Barcelona y Nueva York, revolución de dos velocidades

La novela se mueve tras los avatares de Rufo Batalla, que en un momento dado decide abandonar Barcelona rumbo a Nueva York, ciudades sobre las que se apoya el libro: los cambios que focalizan deben ser los que marcan el rumbo de la sociedad. Barcelona era entonces, señala Mendoza, un fenómeno muy curioso, dentro de la España de aquel tiempo, una urbe un poco abandonada. Había habido agitación política y obrera muy importante, pero ya no era el principal foco de preocupación. Y unos movimientos intelectuales y estudiantiles no daban como para que el régimen les hiciese demasiado caso. «Era una ciudad de una gran libertad, se sentía cosmopolita, ajena a lo que pasaba en España. Estaba muy pendiente de Francia. Se iba a Perpiñán a ver películas, a comprar libros; había un contacto con Europa. Y Barcelona era una ciudad casi estación espacial, allí se vivía de una manera distinta», evoca.

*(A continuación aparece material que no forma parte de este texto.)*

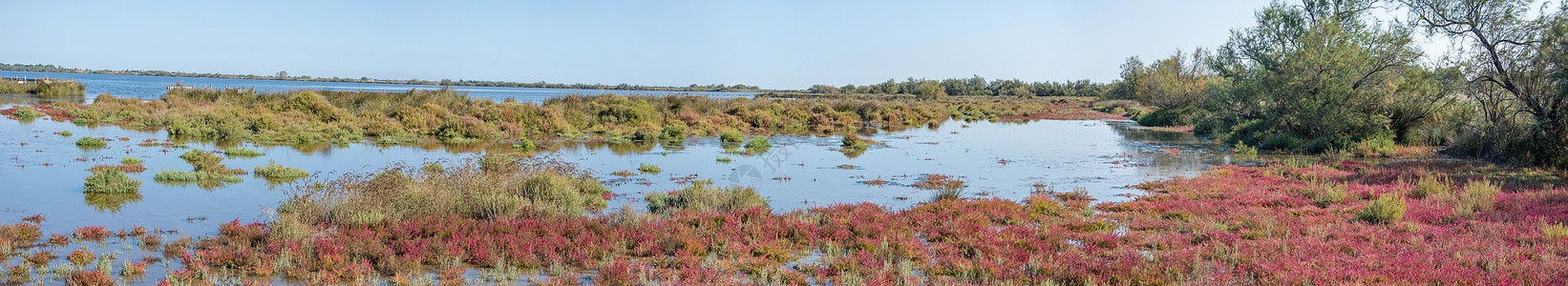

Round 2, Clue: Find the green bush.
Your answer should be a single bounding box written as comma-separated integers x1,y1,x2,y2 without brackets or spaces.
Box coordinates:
222,147,266,158
718,130,745,144
747,137,773,150
1356,194,1405,223
254,161,310,178
76,137,108,147
643,181,769,214
1133,108,1202,127
637,162,665,174
81,169,141,194
1409,176,1449,198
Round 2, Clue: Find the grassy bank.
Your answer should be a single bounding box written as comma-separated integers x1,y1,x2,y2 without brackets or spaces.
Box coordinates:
0,158,1568,284
7,89,1116,144
0,78,86,98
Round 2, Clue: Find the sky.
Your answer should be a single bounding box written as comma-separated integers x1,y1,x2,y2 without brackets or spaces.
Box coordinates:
0,0,1335,89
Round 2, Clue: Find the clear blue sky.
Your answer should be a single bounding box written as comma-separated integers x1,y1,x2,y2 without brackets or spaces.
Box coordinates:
9,0,1268,89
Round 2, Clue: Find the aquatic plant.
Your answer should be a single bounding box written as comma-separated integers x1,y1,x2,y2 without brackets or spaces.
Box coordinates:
222,147,266,158
81,169,141,194
1356,194,1405,223
637,162,665,174
643,181,769,214
76,137,108,147
718,130,747,144
252,159,310,178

Batalla, como Mendoza, decide irse, aunque su destino será Nueva York, no Londres. Es una decisión que lo convierte en protagonista de su propia vida, no ya un mero testigo. Nueva York lo coloca en una posición que le permite palpar unos determinados acontecimientos muy importantes. Es a inicios de los setenta: «Nueva York ha tocado fondo, es una ciudad fea, sucia, peligrosa, en ruinas; desde el punto de vista de europeo no es un lugar al que ir, si acaso porque es un referente cinematográfico y hay unos rascacielos». Pero ya se está gestando algo que va a convertirla en muy poco tiempo en el centro mundial de la vanguardia, la cultura, la información, la moda, que hasta entonces ejercían París, Londres, Milán... «Cualquier persona con un mínimo de cultura ya sabía que no era una ciudad salvaje, había un movimiento artístico muy fuerte, pero que no había dado todavía el paso, lo dará con Warhol», afirma Mendoza, que alude además a los movimientos feminista, afroamericano y gay, y que gracias a la televisión acabarán por concernir a todo el mundo, a todos los hogares, no solamente a sus activistas.